C) Ethics. Phase III - a detailed psychological profile aimed at least in part at ruling out psychiatric disorders which Hernandez jocularly comments the board of directors might not like to take themselves, and Phase IV - a days-long, probing, in-depth, formal, one-on-one interview – as described by Hernandez raise a couple of basic red flags. One red flag is that this sounds like the kind of research that has significant potential to harm the subjects involved. Will any conclusions reached by Phase III data analysis be matched against actual medical or treatment records to verify validity? What protocols will be followed for ensuring confidentiality and HIPPA protections? What institutional review board will ensure and be legally liable for ensuring protection of human research subjects?
C - The more fundamental red flag is that the research design is itself backwards. You don’t go from close-ended survey items to open-ended depth interviews. It’s the other way around. If you need your survey respondents to explain in depth why they answered the survey questions the way they did, you just put up a blinking neon sign that tells everyone within a 50 internet mile radius “I have no idea what I’m doing!”
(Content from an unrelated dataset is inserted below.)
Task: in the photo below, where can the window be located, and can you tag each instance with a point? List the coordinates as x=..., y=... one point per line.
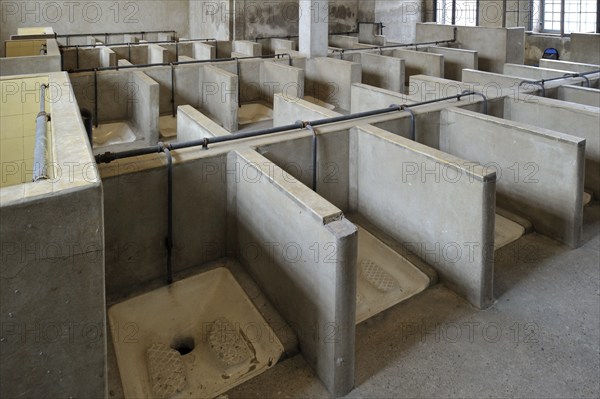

In my experience as a former academic there are two fundamental problems involved in provoking academic or scientific interest UFOs and their cognate phenomena. There’s an unwillingness to accept that there may be a problem that is not solvable per se and there’s an unwillingness to accept that a problem may require an explanation outside of the scientific framework. Those are real obstacles and they should not be minimized. What can be minimized is doing really bad research on the assumption that no one is going to notice or care.
Throw out a subject-specific grant or scholarship to first or second year grad students in sociology, anthropology or psychology with provisos that they have to review certain literature and work with a certain board of advisors to conduct research. Then you’ll get cutting edge research design and methods put to work for a paper that could be published.